Di tengah tebing, dia melihat sebuah lubang di dinding tempat airnya membanjir. Sebuah air terjun. Sebenarnya ada banyak air terjun kecil saat ia terus terjatuh, dan Shin berhasil hanyut, sampai akhirnya air terjun itu membimbingnya masuk ke salah satu danau di tebing, seperti air yang meluncur dari jurang. Fakta bahwa mereka masih hidup sungguh suatu keajaiban.
"Semoga saja dia masih hidup."
Saat itu, Shin mulai memikirkan segala macam cara untuk menyadarkan Rin.

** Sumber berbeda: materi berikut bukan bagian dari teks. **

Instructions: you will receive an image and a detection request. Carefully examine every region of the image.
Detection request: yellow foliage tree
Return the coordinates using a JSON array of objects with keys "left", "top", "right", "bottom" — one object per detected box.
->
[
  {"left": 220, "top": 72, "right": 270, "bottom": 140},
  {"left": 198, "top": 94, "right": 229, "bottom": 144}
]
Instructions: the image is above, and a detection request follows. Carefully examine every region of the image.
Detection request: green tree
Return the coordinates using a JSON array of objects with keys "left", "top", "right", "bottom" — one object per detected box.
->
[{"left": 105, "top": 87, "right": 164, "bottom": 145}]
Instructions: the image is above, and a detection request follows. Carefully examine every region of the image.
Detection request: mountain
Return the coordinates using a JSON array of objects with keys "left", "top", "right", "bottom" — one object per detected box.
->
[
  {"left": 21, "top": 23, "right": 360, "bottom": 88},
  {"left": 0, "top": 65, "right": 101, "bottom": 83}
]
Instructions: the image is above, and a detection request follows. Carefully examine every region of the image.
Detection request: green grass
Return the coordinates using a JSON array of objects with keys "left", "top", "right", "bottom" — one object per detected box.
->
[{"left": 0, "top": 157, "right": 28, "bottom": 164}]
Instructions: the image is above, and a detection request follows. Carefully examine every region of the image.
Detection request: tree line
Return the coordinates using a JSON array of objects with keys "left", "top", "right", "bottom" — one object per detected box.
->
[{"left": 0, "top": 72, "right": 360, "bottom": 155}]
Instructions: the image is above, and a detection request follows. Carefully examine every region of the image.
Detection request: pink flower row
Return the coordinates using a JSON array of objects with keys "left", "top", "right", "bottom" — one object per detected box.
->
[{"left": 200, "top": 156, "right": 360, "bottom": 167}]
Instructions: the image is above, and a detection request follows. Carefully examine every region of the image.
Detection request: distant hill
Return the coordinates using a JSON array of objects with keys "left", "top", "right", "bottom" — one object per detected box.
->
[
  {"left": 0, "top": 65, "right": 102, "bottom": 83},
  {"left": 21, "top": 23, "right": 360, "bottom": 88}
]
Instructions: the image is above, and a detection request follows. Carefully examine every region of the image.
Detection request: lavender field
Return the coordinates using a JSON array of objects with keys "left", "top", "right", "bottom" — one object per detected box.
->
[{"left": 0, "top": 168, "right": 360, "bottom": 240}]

Seharusnya Rin itu dia bisa berenang, tapi karena dia mengalami beberapa tekanan mental yang membuat pikiran kosong dan tubuhnya pun tidak mengikuti pikirannya dengan benar.
Rin pingsan karena jalur pernapasannya terhalang oleh air. Jika tidak cepat menolongnya, mungkin Rin lambat laun akan perlahan kehilangan kesadarannya dan mati. Begitu pikirnya.
Ia memeriksa beberapa bagian jalur pernapasan seperti mulut, hidung dan dadanya.
Meski, Shin tidak terlalu mengerti hal seperti ini, tapi dia bisa mempraktekan langsung apa yang pernah di tontonnya di siaran televisi.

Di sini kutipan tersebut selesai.